The story follows a man whose neighbour is murdered by his wife. The crime scene extends from a nearby house down into the alley next to the man’s apartment. This leads him to start an investigation of his own after he gets no answers from police or media. He begins looking into the murdered neighbour and the wife. He soon believes there’s a sprawling conspiracy involving Korean landlords and a bunch of street preachers.
But is his investigation sound? Or, is it a sign of a decaying mind?

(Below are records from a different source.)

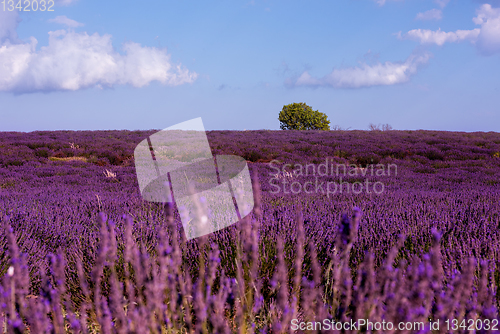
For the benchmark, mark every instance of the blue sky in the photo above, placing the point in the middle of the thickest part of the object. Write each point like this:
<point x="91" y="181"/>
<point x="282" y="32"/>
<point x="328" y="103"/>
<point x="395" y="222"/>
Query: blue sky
<point x="88" y="65"/>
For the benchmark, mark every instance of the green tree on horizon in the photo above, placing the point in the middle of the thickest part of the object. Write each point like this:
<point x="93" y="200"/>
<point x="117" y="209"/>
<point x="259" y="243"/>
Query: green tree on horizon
<point x="300" y="116"/>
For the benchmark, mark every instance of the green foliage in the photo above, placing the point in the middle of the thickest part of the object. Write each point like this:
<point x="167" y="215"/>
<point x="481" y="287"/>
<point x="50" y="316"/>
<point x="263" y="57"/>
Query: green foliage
<point x="300" y="116"/>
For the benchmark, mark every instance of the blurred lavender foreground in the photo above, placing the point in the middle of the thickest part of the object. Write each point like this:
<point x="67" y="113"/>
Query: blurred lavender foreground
<point x="427" y="249"/>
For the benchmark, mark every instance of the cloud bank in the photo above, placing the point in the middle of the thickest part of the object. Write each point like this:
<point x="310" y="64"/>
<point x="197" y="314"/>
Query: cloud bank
<point x="365" y="75"/>
<point x="486" y="38"/>
<point x="66" y="21"/>
<point x="76" y="60"/>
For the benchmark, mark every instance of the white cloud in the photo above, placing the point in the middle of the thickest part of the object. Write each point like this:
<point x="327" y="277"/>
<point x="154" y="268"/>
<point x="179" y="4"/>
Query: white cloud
<point x="433" y="14"/>
<point x="365" y="75"/>
<point x="66" y="21"/>
<point x="73" y="61"/>
<point x="486" y="38"/>
<point x="439" y="37"/>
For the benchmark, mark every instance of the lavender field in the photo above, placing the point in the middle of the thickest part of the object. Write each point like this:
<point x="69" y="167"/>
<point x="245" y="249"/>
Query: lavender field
<point x="82" y="252"/>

Murder Death Koreatown is tense, weird, and occasionally darkly comic. The story is creepy enough. There’s also an interesting argument within the film’s events and themes that point to a focus on true crime culture and, specifically, the role white people play in that culture when the victims are people of colour. The protagonist starts as an unemployed man seeking answers about a murder that hits literally close to home, then gradually devolves into a paranoid conspiracy theorist whose ultimate fate is as mysterious and troubling as the case he’s been trying to investigate.
This is a timely story to tell because true crime obsession is real in an era where every second podcast is dredging up a cold case in grim detail. So many of these investigations, whether podcast or docuseries, are riddled with issues like misogyny/sexism in regards to female victims and, with the majority of hosts on these shows being white, racism. Lots of classism, too. Not to mention that while some of these amateur investigations have helped actual criminal investigations— Errol Morris’s classic documentary The Thin Blue Line literally got an innocent man accused of murdering a cop out of jail, and Payne Lindsey’s Up and Vanished has likewise helped solidify leads in cases— the majority of these podcasts/series just trot out the cases, sometimes with potential new evidence, and it’s really only the past being brought back for sensationalist purposes.
Murder Death Koreatown takes a long, disturbing look at how true crime obsession affects its white protagonist and those around him. His investigation goes nowhere, despite all his supposed evidence gathering. He treats himself like an actual investigator, talking about a “break in the case” and referring to it as “my investigation.” Simultaneously he admits, while talking aloud to a dead victim/himself: “I don‘t even know how to say your name right.” Only a couple days into his self-styled investigation he’s already consulting a psychic— a technique most actual investigators outright shun, and those who don’t usually leave that to a last resort only in the most desperate cases, the chilliest of cold cases. Worse is, conspiracy theories can’t be proved and cannot always be disproved. This can lead people, especially those dealing with mental health issues, down a dark rabbit hole.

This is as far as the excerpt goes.